Organization & community
- Let's build strong relations to other people. Relations need to be cultivated. This is a continuous process; a singular event will ususally have not much impact. The strength of relations lies in 1) knowing the other person 2) trusting her/him, not in symbolic likeness (vegan lifestyle etc.), but in mutual understanding.
- Organizing does not mean creating a public representation, it means reliable cooperation (between individuals, between individuals and groups and between groups). Let us build reliable groups ("organize"), which are able to do what they promised, even if individuals fail (e.g., due to sickness). Let us build up redundancies allocating surrogates and time slots. let us try to reserve spare time for the community.

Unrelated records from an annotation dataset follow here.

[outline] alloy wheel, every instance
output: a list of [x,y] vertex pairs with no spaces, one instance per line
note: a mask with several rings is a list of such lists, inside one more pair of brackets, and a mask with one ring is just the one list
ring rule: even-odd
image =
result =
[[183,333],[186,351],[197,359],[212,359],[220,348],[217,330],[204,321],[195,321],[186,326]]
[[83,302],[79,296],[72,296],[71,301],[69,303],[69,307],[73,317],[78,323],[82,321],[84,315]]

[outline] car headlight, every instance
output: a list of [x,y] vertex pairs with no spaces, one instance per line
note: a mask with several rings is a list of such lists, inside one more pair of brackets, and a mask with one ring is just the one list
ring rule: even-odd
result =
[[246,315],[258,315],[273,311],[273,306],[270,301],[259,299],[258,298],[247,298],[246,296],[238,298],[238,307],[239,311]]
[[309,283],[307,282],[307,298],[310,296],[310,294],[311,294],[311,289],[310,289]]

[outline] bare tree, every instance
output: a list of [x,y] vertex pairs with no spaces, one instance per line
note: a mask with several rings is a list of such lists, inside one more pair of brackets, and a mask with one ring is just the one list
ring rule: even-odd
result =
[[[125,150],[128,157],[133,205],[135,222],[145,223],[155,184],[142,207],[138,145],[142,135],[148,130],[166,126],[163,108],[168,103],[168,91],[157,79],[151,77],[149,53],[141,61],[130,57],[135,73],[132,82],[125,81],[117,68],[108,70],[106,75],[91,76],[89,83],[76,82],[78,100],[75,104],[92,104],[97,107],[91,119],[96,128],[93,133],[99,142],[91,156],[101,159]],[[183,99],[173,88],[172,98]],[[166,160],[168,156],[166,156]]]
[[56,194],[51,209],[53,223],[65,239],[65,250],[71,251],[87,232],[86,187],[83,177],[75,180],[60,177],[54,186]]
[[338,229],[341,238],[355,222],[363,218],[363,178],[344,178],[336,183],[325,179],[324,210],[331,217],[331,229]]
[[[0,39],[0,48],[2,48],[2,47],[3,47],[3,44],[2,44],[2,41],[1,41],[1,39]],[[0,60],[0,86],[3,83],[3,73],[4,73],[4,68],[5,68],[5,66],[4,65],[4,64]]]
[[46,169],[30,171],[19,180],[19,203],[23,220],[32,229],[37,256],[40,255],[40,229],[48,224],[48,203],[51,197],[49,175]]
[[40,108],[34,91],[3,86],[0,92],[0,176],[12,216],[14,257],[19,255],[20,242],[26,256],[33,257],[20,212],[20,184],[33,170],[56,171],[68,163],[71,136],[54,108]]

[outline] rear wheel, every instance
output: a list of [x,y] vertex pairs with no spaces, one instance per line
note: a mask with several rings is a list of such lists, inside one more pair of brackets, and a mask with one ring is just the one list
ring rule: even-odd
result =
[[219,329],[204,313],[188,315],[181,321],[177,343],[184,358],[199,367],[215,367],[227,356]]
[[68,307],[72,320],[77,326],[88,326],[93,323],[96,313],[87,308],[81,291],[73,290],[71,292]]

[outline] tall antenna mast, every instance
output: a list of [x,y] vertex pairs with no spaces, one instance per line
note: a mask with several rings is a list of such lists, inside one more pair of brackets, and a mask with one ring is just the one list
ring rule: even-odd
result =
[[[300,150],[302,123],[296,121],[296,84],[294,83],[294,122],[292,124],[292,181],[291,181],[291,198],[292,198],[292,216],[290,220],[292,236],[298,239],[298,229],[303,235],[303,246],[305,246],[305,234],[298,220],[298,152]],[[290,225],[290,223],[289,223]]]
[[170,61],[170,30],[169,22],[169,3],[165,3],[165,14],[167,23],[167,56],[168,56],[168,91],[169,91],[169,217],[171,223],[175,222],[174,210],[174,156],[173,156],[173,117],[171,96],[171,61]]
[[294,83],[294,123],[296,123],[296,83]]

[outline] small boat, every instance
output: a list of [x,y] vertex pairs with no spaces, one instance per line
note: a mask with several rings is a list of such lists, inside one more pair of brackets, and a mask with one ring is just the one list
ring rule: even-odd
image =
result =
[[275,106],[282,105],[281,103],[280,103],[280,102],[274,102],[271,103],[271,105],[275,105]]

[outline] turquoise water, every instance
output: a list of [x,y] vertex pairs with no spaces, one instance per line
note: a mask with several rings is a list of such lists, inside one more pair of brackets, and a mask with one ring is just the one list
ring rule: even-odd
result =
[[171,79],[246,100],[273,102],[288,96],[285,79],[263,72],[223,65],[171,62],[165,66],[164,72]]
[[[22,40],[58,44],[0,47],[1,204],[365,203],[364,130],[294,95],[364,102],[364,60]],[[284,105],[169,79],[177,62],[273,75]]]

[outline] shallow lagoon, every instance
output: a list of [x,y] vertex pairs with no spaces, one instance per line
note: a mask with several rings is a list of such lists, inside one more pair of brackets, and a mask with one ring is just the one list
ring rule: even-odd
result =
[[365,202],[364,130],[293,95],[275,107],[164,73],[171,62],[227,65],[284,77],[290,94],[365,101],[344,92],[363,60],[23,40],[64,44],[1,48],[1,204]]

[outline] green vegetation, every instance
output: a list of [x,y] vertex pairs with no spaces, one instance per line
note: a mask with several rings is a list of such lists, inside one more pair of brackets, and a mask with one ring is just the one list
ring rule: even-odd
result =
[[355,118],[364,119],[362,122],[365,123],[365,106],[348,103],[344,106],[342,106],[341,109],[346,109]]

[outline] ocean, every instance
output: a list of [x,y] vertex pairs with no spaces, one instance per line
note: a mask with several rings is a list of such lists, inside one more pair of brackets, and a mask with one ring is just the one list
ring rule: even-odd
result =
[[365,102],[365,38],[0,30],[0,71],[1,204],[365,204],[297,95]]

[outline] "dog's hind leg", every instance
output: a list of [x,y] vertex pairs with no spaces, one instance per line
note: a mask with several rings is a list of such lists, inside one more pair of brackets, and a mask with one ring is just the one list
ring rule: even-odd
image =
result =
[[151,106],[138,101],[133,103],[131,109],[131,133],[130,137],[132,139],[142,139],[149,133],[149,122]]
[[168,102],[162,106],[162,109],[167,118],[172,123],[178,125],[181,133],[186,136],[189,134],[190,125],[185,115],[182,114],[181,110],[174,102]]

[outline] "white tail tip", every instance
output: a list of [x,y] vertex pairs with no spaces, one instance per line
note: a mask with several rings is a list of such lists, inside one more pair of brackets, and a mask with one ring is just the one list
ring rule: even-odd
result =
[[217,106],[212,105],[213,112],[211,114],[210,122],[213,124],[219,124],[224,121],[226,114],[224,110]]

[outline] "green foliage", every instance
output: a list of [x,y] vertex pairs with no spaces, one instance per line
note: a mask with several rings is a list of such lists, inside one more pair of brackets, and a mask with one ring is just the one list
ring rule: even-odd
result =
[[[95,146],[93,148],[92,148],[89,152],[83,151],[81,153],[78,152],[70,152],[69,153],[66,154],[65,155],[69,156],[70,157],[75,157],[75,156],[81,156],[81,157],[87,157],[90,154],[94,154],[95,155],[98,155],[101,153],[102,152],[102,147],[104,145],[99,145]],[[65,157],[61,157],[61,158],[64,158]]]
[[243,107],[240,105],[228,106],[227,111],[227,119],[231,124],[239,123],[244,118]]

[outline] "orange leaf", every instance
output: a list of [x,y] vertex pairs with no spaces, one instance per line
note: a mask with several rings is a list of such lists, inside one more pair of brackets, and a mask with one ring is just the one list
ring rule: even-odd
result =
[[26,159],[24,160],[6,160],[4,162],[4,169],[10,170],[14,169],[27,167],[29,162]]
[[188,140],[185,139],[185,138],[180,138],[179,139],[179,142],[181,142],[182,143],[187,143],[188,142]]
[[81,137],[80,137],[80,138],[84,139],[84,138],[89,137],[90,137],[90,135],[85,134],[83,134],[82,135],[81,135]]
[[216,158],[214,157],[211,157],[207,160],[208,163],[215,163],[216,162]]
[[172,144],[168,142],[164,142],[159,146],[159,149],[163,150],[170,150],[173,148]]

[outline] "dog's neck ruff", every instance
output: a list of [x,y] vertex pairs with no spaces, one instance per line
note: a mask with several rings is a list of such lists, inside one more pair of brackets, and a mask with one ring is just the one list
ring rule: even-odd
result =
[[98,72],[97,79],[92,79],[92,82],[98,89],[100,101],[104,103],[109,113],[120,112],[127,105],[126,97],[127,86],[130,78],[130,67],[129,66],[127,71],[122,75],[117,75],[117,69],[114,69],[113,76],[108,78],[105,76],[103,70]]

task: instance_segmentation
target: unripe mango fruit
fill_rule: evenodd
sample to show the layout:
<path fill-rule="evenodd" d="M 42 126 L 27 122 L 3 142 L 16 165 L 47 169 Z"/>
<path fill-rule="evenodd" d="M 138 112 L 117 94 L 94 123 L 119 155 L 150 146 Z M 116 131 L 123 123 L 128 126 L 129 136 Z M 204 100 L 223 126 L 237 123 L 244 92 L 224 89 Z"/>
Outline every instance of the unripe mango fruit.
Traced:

- Communities explore their paths independently.
- Communities create connections with each other for mutual support.
How can we think out of the box without re-creating it by thinking about it?
Why do the political activists not understand that protesting is what they are expected to do?If they could know better, why are so many leftists joining political groups which reduce their personality (instead of widening them)? - The answer is old: They are searching for company. It is good to know that there are others having similar thoughts.
What can we do beyond collecting ideas for a new culture?
We can work out details:
- Develop a langugage course.
We are currently these people collecting ideas for a radically new culture.